Thursday, 30 July 2015

A new SI scheduler

This was quite some time I wanted to participate to the llvm project by improving the SI backend (the compiler used for the shaders of GCN cards for the Mesa project). In fact it has been for more than a year that I have been looking at it seriously.

During the last two years, there were several tries from Tom Stellard to improve the backend by enabling the llvm scheduler. At first there were bugs, because the backend wasn't ready, but then finally his work was merged and the performance has been greatly improved (llvm >= 3.7).

However if you look at the compiler output and read the hardware documentations, you have reasons to say the output is far from optimal. There are several reasons to that.

Time for some explanations about what is going on.

How does the hardware work ?

The different open documentations will describe you in details how it works, but here a summary of my understanding.

. The hardware is divided in Compute Units (CU). Each having a Scalar Unit (SU) and four Vector Units (VU). A VU can operates on 16 elements at a time (per cycle), while a SU can operate on one a time (one/cycle). In addition the SU handles some other operations like branching.

Every VU has some private memory where it stores its registers. There are two types of registers: scalar registers (s0, s1, etc), which represent one 4 bytes number each, and vector registers (v0, v1, etc), which represent a set of 64 4bytes numbers each. When you operate on the vector registers, every operation is done in parallel on the 64 numbers. Every time you do some work with them, you actually work with 64 inputs. For example you work on 64 different pixels at a time (for each of them the inputs are slightly different, and thus you get slightly different color at the end).

Every VU has room for 512 scalar registers and 256 vector registers.

However shaders don't need that much registers ! On the other hand, shaders will sometimes load memory that is far away in memory and that will take some time to load.
To solve that, AMD attributes several wavefronts to each VU (a wavefront = the work for 64 different inputs). The hardware distributes the registers to the different wavefronts, and when one wavefront is waiting on some memory result, it decides to work on another one.
The less the shader uses registers, the more you can attribute wavefronts to the VU. Be aware more wavefront doesn't mean things go several times faster. It just mean in the end you'll have hidden latencies better, waited less, and thus executed faster.
Wavefronts are attributed per VU. VU do not exchange wavefronts. At max 10 wavefronts can be attributed per VU (thus 40 per CU). if you look on internet for images from CodeXL or other AMD tools, you'll find tables with the relationship between number of SGPRs (s registers) and VGPRs (v registers) to the number of wavefronts, but basically for SGPRS it is min(104, 512/numwavefronts) and VGPRS 256/numwavefronts. I don't know for the 104, I guess it is hw limitation.

You may have noticed there is 64 elements per v register, whereas a VU can execute work for only 16 elements.
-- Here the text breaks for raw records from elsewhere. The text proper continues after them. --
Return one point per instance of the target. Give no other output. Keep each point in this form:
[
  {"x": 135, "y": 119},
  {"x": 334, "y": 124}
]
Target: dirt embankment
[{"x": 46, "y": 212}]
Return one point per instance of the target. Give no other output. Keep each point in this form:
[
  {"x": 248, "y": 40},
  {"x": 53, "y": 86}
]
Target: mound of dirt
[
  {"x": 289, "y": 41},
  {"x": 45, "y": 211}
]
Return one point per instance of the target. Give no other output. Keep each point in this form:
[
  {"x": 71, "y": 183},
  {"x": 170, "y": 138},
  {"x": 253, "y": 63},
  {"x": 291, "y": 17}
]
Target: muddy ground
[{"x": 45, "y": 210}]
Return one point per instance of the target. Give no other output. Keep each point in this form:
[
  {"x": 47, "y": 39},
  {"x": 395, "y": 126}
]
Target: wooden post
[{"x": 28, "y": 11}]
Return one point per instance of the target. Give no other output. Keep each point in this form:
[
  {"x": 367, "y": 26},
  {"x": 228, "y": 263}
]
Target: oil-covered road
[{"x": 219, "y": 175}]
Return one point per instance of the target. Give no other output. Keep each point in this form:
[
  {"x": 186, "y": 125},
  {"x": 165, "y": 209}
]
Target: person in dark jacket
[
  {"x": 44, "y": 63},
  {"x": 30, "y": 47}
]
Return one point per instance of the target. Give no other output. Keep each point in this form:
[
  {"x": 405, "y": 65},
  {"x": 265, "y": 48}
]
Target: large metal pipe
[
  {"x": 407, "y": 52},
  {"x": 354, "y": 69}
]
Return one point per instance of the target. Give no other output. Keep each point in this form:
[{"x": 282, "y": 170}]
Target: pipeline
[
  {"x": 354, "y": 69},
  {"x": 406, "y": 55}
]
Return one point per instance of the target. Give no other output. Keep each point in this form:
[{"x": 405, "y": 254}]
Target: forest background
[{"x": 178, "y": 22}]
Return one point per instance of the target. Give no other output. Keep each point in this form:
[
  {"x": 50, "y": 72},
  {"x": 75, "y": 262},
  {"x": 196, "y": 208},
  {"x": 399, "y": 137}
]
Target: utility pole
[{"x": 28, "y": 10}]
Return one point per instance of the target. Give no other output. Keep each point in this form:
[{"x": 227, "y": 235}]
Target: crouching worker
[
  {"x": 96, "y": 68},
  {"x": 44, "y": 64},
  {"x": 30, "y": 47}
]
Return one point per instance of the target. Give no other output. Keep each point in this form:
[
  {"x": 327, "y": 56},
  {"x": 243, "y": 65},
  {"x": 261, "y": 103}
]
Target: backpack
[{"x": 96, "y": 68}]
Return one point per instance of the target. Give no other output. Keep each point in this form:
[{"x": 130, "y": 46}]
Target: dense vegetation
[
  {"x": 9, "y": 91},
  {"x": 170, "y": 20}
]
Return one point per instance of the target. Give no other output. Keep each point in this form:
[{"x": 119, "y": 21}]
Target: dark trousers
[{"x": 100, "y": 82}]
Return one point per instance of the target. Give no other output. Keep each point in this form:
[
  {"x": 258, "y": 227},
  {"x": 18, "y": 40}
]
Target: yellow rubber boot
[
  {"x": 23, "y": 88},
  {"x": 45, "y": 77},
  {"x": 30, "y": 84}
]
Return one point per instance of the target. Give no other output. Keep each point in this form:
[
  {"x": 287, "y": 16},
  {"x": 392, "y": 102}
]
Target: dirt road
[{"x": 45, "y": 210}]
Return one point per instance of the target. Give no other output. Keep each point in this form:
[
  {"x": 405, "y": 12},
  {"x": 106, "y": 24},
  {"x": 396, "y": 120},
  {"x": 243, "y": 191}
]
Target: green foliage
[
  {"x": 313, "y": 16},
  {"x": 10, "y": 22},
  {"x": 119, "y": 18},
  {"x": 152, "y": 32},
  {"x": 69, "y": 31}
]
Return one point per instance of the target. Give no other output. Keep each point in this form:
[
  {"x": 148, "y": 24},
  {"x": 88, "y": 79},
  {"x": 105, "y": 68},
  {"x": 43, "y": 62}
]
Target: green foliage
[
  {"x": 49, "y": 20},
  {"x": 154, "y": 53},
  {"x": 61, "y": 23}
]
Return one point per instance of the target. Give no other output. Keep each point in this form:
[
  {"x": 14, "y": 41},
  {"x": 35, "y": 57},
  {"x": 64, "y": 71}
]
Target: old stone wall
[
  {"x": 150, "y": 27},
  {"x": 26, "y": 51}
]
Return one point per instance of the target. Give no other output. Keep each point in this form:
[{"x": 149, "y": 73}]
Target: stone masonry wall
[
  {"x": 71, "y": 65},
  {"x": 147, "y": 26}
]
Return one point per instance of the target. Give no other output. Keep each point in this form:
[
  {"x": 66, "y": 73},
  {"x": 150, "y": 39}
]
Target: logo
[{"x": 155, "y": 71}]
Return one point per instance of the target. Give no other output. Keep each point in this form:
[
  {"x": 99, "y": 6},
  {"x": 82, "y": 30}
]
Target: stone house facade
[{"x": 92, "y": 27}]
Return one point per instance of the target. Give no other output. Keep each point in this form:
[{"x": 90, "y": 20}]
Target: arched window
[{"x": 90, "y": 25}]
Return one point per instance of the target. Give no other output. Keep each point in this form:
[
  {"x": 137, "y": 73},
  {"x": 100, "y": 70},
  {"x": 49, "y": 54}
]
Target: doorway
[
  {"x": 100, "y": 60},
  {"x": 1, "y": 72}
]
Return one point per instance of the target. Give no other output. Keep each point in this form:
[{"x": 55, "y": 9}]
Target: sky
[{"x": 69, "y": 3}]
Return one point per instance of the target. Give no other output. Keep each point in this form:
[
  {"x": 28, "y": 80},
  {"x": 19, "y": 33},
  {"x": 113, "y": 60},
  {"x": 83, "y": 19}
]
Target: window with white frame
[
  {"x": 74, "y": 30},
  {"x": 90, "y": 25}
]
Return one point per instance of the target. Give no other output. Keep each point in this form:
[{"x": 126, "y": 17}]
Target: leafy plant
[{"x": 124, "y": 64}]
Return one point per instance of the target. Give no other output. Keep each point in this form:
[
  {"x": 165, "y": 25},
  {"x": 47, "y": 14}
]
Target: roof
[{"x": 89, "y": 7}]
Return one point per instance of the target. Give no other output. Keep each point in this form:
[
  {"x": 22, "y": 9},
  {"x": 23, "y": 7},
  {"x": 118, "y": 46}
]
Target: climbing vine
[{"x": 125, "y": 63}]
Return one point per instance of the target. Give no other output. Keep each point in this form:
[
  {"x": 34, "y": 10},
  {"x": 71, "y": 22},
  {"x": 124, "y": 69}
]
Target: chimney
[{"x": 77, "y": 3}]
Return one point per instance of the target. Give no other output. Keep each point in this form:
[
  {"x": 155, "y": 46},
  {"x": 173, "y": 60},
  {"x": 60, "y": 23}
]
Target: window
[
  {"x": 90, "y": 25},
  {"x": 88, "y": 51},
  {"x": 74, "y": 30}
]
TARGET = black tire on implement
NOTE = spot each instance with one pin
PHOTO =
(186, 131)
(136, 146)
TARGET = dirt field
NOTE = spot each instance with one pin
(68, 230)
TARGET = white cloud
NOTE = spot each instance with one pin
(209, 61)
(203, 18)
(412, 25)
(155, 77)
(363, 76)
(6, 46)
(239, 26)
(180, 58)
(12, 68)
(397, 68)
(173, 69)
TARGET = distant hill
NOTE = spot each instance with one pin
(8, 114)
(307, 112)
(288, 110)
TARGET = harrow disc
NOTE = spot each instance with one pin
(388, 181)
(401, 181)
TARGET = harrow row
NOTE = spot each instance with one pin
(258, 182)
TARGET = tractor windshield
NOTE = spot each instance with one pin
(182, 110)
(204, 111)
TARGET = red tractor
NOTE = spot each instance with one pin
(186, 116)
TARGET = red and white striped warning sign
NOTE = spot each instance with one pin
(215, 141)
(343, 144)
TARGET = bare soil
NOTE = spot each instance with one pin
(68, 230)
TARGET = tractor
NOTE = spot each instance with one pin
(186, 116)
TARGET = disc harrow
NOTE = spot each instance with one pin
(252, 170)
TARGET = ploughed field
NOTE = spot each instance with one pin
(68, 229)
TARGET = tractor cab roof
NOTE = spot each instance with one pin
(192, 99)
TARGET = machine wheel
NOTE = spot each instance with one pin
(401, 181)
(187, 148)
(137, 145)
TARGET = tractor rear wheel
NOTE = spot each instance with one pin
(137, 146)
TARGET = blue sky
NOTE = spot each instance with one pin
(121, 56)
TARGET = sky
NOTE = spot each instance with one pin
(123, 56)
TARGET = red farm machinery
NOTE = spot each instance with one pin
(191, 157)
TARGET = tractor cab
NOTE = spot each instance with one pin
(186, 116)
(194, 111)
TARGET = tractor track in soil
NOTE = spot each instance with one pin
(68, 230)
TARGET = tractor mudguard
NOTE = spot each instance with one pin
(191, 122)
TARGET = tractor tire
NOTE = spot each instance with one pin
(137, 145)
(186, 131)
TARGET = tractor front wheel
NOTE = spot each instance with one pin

In fact VU operations (except for some of them which will take longer) will execute in 4 cycles.
Every cycle the CU takes the next VU, execute work associated to its wavefronts: it uses the SU in one cycle if the operation needs it, it can begin to load memory, ask the VU to execute some operations, etc. The documentation suggests that the CU could pick from different wavefronts to execute one on the SU (if it only needs the SU), one other on the VU (the wavefront would need only the VU), load memory for one other wavefront, etc.

Given that architecture, it is equivalent (and simpler) to think as if the CU had only one SU and one VU, and that VU operations would take one cycle, just like the SU.

The AMD docs refer to the hw system choosing for the VU which wavefronts to execute as a scheduler. This is to differentiate the scheduler which we'll take later.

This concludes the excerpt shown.